Motor finance business volumes remain lower than last year, but the rate of contraction recorded in July is the smallest this year, according to the latest figures released today by the Finance & Leasing Association (FLA).
The number of new cars bought by consumers via dealer finance fell by 4% in July compared with the same month a year earlier. The number of used cars bought by consumers using dealer finance fell by 7% over the same period. FLA members provided finance for over 408,500 new cars bought by consumers in the past 12 months, which was down 20% compared with the previous 12 months.

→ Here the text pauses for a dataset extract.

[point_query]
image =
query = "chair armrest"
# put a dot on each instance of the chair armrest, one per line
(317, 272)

The FLA says the improvement in new business volumes compared with earlier this year is most likely the result of competition in the motor finance sector. The scrappage scheme appears to have had limited impact on dealer-financed sales of cars.
Although the cost of wholesale funding remains high, lenders are competing to offer good credit deals in the showrooms.

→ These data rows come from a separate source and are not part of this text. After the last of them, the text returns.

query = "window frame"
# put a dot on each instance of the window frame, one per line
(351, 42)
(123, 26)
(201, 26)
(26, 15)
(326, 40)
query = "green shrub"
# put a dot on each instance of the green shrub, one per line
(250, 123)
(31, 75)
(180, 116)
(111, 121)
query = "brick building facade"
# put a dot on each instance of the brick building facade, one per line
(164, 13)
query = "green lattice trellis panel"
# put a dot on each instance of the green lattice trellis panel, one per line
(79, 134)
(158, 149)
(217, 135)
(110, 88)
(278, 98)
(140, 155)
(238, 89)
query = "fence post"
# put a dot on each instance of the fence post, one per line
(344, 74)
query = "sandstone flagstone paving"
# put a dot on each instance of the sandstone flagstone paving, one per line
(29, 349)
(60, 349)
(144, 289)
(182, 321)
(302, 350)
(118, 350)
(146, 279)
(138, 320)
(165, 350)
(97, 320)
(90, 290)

The business new car finance market showed a low level of growth – up 5% in July compared with the same time last year. But over the past 12 months, this market was down by 23% on the previous year.
Geraldine Kilkelly, head of research and chief economist at the FLA, said: “The slight improvement in motor finance volumes in July may in part reflect the impact of the car scrappage scheme. But there is no evidence that scrappage accounted for more than a small number of finance deals on mostly smaller cars.
“Motor finance companies still need a long-term and sustainable market for affordable wholesale funds. Otherwise, with or without the scrappage scheme incentive, it will be difficult for the industry to continue to offer good motor finance deals in response to rising demand.”